Смотрела я в его добрые, светящиеся глаза и думала: кажется, – человек, даже великой праведной жизни, но – человек, пусть он земной ангел, но все же – он рода земного. И ему, как человеку, хоть немного, хоть чуть-чуть, изредка, но надо услышать из уст земного какого-то существа что-то общее с ним, такое, что совсем близко с его душой. Чтоб тебе не быть только эгоистом в своих переживаниях, его-то душа всегда ответит, – а ты, ты дай ему не только свою скорбь, нужду, просьбу или скудость, даже дар свой вещественный. Нет, ты дай ему по силе твоей и возможности разумения – отдушину и облегчение в его страдании телесном и служении духовном. Как хочется такого человека почтить чем-то очень свойственным его духу, побаловать каким-то для него приятным вниманием – это не то, что влечет его долу, в мир. Его туда ничем уж не повлечешь. Но иногда надо быть и тебе ребенком с такими великими детьми. И такую часть жизни я силилась до боли, любви и жаления понимать.
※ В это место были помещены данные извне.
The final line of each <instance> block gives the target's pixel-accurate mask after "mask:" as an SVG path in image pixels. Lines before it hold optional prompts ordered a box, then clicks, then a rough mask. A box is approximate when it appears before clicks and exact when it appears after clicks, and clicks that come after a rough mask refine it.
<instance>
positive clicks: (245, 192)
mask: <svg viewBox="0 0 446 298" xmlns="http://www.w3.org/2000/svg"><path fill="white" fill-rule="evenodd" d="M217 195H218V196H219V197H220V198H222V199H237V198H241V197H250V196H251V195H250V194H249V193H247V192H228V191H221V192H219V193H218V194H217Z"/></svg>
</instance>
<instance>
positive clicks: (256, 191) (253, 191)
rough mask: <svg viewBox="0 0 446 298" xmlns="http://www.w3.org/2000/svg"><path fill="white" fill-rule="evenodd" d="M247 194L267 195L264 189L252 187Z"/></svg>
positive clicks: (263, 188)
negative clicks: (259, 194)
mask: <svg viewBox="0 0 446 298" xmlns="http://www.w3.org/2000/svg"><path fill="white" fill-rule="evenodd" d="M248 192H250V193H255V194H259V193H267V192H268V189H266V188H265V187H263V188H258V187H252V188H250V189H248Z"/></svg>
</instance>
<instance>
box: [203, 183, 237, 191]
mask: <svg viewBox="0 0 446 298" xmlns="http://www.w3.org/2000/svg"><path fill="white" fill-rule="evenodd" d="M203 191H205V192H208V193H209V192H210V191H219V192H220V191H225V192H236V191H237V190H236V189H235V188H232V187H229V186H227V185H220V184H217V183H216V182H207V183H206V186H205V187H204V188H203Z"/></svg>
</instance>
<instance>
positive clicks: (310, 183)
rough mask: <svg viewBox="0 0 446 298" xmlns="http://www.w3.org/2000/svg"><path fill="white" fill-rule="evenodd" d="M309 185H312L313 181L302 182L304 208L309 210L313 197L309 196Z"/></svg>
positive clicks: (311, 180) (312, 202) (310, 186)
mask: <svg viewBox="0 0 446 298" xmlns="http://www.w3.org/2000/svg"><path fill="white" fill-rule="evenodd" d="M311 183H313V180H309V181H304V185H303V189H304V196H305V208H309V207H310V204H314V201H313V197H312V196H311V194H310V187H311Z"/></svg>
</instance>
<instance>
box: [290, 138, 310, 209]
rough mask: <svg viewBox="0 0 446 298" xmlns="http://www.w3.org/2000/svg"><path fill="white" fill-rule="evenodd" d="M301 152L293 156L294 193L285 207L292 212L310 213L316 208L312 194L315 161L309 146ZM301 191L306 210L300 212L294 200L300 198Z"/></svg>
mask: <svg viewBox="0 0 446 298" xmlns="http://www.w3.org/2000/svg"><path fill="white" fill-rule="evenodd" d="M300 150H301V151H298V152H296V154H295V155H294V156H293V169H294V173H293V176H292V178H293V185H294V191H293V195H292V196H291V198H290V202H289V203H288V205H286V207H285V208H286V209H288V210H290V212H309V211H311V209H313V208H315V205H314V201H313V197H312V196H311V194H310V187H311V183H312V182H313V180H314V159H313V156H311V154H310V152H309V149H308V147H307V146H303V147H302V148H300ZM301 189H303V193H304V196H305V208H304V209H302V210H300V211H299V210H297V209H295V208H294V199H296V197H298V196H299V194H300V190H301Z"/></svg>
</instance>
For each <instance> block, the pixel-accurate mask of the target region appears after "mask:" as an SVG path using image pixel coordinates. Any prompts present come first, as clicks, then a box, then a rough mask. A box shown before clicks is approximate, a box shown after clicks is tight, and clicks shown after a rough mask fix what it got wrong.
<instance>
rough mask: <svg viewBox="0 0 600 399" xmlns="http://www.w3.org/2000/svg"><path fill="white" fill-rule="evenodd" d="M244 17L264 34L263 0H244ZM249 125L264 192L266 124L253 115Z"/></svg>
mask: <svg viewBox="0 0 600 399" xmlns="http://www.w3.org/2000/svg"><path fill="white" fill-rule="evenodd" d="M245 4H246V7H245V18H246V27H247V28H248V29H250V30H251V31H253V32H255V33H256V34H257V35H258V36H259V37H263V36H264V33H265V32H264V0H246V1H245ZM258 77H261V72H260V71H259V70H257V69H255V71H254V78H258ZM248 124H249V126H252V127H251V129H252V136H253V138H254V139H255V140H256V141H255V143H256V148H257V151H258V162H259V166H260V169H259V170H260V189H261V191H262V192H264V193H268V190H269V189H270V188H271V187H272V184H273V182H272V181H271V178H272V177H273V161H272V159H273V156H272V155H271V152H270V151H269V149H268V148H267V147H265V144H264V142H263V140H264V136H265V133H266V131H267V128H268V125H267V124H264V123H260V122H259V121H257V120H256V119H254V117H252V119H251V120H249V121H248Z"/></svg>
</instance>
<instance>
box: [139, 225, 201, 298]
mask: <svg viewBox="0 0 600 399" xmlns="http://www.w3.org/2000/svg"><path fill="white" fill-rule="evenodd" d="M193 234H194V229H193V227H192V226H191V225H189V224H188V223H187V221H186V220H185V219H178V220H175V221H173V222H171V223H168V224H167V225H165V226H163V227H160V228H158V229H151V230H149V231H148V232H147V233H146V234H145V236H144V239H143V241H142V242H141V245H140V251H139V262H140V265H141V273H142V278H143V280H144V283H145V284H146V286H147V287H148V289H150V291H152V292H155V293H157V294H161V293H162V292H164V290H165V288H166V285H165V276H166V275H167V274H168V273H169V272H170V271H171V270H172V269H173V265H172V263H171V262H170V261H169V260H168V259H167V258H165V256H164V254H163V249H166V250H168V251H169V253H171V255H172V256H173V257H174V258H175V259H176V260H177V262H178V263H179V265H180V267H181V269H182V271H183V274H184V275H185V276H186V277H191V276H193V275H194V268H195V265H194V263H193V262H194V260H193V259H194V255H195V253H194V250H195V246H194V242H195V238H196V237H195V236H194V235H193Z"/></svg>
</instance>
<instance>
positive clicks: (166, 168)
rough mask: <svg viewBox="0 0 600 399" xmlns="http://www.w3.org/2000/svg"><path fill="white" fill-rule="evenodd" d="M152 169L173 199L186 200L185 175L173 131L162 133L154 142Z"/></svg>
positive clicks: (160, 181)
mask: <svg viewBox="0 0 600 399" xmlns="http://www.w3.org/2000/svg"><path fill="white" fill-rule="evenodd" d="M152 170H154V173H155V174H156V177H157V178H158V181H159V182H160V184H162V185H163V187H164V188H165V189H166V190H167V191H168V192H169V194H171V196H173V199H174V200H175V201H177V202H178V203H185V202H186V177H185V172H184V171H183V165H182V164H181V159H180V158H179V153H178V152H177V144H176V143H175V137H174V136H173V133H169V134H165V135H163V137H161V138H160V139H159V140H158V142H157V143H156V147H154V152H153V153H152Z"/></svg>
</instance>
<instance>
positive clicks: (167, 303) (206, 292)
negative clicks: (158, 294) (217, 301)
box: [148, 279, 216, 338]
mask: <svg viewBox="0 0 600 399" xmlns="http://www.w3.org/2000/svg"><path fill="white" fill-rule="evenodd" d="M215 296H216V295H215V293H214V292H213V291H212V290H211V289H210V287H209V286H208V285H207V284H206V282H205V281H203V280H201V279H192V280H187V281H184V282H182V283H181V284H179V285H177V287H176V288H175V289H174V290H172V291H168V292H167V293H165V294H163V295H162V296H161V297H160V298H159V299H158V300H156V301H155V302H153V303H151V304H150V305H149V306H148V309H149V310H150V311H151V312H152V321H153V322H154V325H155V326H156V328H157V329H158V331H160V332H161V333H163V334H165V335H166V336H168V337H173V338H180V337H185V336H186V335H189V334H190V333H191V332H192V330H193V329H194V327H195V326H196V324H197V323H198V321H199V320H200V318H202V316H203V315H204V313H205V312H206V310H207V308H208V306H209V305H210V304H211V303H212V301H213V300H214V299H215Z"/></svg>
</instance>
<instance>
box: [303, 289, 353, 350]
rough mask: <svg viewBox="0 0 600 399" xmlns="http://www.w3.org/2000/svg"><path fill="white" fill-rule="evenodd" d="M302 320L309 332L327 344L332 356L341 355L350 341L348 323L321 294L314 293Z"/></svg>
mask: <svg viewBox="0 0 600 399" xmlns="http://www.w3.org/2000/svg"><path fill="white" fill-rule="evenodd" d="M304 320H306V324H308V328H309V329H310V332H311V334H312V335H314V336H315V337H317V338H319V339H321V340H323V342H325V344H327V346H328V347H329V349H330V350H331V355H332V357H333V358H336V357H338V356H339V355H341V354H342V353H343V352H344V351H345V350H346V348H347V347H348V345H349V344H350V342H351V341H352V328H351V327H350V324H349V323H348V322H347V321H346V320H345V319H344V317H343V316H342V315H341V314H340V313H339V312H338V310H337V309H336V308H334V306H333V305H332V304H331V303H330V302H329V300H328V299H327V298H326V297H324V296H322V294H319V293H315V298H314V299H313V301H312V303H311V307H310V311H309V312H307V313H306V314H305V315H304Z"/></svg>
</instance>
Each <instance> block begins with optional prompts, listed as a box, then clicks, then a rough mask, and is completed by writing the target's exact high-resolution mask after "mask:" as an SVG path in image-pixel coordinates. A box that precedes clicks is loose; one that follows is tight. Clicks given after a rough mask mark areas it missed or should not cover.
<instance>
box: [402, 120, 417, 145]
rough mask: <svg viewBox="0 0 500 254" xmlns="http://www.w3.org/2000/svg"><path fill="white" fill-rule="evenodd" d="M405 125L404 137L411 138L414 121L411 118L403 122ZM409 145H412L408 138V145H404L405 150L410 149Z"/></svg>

Страница из дневника В. К. Берхман

Однажды я осмелилась прочитать ему свои духовные стихи – это было в ту пору, когда еще можно было улучить с ним свободное от людей время. Он весь оживился, был очень доволен таким внезапным поэтическим переходом в мир духовный, просил ему переписать. Батюшка был поэтом в душе, и лирика была ему свойственна. Слово за слово – мы разговорились об Александре Блоке, который был ему знаком, о самом поэте, которого он запросто называл «Саша Блок». В конце концов дорогой наш батюшка вечером перешел из своей келлейки в нашу общую комнату, прилег (он не мог почти ни сидеть, ни стоять) на кроватку матери Серафимы-келейницы, – он говорил в этот вечер о том, каким должен быть по существу настоящий писатель, побуждаемый к творчеству действием Духа Святаго Божия. Весь оживился батюшка, и я поняла, что такая внезапная беседа хоть немного освободила его от уз бремени общих несчастий, падений, ужасов, которыми изобилует современная жизнь.

«А дни летят…»

2-я встреча с матушкой Серафимой произошла в начале сентября… Осень уже кое-где окрасила зелень желтоватым налетом, по кустам потянулись нити паутины, перепадали дожди. Приехала я так же, как и в первый раз, по пропуску. Я знала из писем, что матушка давно встала и ходит. Дверь на веранду я нашла плотно закрытой, постучала во входную дверь сбоку. Открыла мне… сама матушка-схимница. В скуфейке и фартуке через голову она чистила в кухне картошку. Знакомый, приглушенный голос ее порадовал меня своей бодростью и обычными интонациями. «Снова жива, еще жива! Слава Тебе, Милостивый, еще раз увиделись!» И к подошедшей матушке Серафиме обратилась с просьбой дочистить картошку, нарезать и поджарить лук… «Не чаяла я быть живой, а вот. А все вы… тянете меня своими молитвами…»

Пообедали и попили чаю (матушка по-прежнему была чаевницей). Разговор зашел о Церкви, о ее трудах и духовенстве.